Crédito foto: Rogério Sartori/AT

 

Amanda Brites Batalha, carrega no sobrenome a força que tem desde muito cedo. Aos 9 anos, enfrentou uma dura doença, um linfoma de Hodking. Com muita força e batalha, conseguiu superar a doença, aos 11 anos após tratamentos de radioterapia e quimioterapia. Ainda realiza acompanhamentos frequentes com especialistas em Porto Alegre.
Porém, após superar o problema recebeu a notícia que não poderia engravidar devido as frequentes rádios e quimioterapias. Contrariando a opinião médica, em 2016 com 17 anos, Amanda teve uma surpresa, descobriu que estava grávida. Medo e apreensão marcaram a notícia.
Amanda relata que a gestação foi tranquila.“A maior dificuldade foi contar para minha mãe e meu pai. A gravidez não estava planejada, a princípio eu estava com medo da reação deles, mais foi tranquilo”, relembra. Atualmente Amanda reside com o seu companheiro e seus pais no bairro Pilau 2.
Com todo apoio da família, e atendimento especial de médicos, a gestação ocorreu normalmente. “Minha gestação era de risco, porque além de ter feito tratamento para câncer, ainda tenho problemas na tireoide. Por isso, eu realizava consultas na Secretária de Saúde com obstetra e no Hospital Santo Ângelo”.

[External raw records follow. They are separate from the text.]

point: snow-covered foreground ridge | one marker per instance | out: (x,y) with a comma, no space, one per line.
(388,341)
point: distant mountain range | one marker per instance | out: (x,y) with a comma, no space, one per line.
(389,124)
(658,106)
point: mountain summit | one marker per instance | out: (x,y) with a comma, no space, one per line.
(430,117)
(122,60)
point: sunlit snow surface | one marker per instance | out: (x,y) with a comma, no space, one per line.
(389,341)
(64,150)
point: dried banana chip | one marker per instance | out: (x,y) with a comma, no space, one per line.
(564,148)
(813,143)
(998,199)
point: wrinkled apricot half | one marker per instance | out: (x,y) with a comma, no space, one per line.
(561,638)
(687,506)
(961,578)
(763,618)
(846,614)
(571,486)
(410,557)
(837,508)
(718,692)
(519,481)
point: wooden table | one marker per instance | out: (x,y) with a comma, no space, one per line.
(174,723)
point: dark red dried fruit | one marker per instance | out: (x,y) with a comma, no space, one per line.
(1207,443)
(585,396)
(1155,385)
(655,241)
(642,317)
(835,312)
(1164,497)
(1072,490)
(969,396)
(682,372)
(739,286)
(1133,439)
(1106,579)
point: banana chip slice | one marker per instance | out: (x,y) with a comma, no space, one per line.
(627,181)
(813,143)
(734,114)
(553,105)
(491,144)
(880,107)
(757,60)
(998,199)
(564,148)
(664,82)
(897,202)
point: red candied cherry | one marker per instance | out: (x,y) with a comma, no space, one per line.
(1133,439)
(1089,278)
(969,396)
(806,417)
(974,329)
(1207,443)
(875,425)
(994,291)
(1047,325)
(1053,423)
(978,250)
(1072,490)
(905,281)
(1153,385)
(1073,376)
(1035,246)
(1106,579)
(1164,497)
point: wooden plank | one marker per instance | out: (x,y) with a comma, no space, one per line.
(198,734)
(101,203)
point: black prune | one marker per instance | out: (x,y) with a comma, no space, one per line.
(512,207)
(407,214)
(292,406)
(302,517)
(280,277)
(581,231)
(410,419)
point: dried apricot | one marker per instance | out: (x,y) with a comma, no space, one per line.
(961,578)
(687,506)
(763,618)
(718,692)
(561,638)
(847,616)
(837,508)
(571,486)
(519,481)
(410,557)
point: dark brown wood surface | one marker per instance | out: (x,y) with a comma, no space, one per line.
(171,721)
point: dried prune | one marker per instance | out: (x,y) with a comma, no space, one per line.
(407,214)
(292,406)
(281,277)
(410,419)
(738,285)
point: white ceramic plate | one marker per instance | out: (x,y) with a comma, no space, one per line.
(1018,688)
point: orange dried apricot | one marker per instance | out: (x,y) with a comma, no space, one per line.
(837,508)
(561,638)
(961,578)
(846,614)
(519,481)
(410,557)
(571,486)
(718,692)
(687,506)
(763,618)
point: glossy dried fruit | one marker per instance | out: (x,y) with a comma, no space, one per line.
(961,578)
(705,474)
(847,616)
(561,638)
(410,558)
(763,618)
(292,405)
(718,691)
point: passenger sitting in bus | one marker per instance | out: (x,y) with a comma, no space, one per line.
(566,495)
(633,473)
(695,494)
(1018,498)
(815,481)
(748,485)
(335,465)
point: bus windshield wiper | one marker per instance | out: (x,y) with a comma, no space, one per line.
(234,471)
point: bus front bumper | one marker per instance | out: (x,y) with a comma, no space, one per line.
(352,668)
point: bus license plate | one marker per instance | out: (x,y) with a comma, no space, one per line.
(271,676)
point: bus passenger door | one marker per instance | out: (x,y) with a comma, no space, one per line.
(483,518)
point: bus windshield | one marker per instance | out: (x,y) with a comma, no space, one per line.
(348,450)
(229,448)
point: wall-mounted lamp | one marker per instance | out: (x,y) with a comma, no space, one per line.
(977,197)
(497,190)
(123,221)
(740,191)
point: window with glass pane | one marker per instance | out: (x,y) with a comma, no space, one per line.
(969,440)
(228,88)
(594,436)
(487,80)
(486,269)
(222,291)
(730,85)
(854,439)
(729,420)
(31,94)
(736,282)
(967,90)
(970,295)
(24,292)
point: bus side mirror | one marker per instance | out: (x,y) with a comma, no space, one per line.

DO PARTO NORMAL PARA A CESÁREA
O momento do parto é sempre muito aguardado. E Amanda desejava um parto normal, mas nem tudo sai como planejado. No domingo, 12 de março, a bolsa rompeu e Amanda foi levada para o HSA, às 18 horas. Após exames e com uma gestação de 8 meses, o médico plantonista informou que esperariam e tentariam amadurecer os pulmões do bebê. Considerando que ela não estava em trabalho de parto, apenas com a bolsa rompida.
Amanda relata que na segunda, 13, pela manhã começou a ter contrações, mas o seu trabalho de parto não evoluía, diante dessa situação os médicos optaram por uma cesárea e a pequena Yasmin nasceu às 16h55min do dia 13 de março.


AMAMENTAÇÃO
Amanda está amamentando a pequena Yasmin e sente muito prazer com esse gesto de carinho e amor. Mas relata que sente dificuldades quando está em público “As pessoas ficam me olhando, como se já fossem me criticar, e eu me sinto muito mal”, reclama.


REALIZAÇÃO
Amanda diz que ter a Yasmin é uma realização, pois era o seu sonho desde pequena. Porém, não esperava que fosse acontecer tão cedo e pensava em primeiro fazer uma faculdade. “Agora eu penso em nosso futuro, quero fazer faculdade de Enfermagem e dar um bom futuro para minha pequena”.
E relata seus sentimentos:“Está sendo uma montanha russa, pois tem momentos bons e tranquilo e também tem momentos da dificuldades. No começo da gravidez quando eu descobri eu fiquei nervosa pois não sabia como ia sustentar ela, como eu ia comprar as coisinhas pra ela, ainda bem que todos ajudaram a gente”, conta emocionada.